Chinese word segmentation module: build the Chinese dictionary under the general context in the said Chinese word segmentation module, obtain the vocabulary elements of the network information in the above-mentioned text database that is arranged in the format analysis unit then through the vocabulary cutting and according to this Chinese dictionary;
Module set up in index: the keyword foundation of obtaining according to said Chinese word segmentation module is the backward index file form on basis with the octet, sets up index file, and index file is stored;
Retrieval module: according to the inquiry of location knowledge body utilization boolean operation, fuzzy and grouping inquiry mode to the location knowledge in the network information in the above-mentioned text database; If the network information contains the relevant vocabulary of some position fence; Then with the location tags of this position fence of this network information mark, the summary of text message is mapped in the fence of position, the summary of said text message comprises: title; Time; Some words before the text, source network address URL, some radicals are set according to the user before the said text.

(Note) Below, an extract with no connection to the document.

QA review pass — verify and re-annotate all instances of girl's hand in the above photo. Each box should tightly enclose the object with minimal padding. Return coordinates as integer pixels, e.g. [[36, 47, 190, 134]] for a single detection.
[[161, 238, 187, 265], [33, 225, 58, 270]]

At above-mentioned a kind of mobile message search and knowledge discovery system based on geographical space-time data; The concrete grammar that carries out in the fence administration module of described position dividing in the geographical position is: location knowledge setting " center-region-type " fence or geographical polygon fence that said position fence is perhaps extracted from the network information through client by the user; Said " center-region-type " fence is for being the center of circle with a geographical coordinate; Confirm the fence scope with radius; Promptly write down the fence title, fence central point gps coordinate, the fence radius gets final product; The real road that said geographical polygon fence marks according to the map, building attribute are provided with, and promptly write down each summit gps coordinate of fence;
This position fence administration module is to confirm that the concrete steps of the degree of association of two two positions fences are following based on the association mining algorithm: the degree of association matrix of setting up the position fence
, wherein each
Expression position fence
iWith
jThe degree of association, get the decimal between 0~1, system is the degree of association that any two fences are provided with an acquiescence by the keeper according to general knowledge at first
, wherein
Be acquiescence fence i, j appears at the number of times of consolidated network information simultaneously, after this appears at the number of times in the network information first simultaneously according to two fences of Knowledge Discovery server statistics
Adjust the degree of association, then the degree of association is high more for the more fences of occurrence number simultaneously, wherein
, and carry out the adjustment in each cycle according to the adjustment cycle that the user sets and calculate.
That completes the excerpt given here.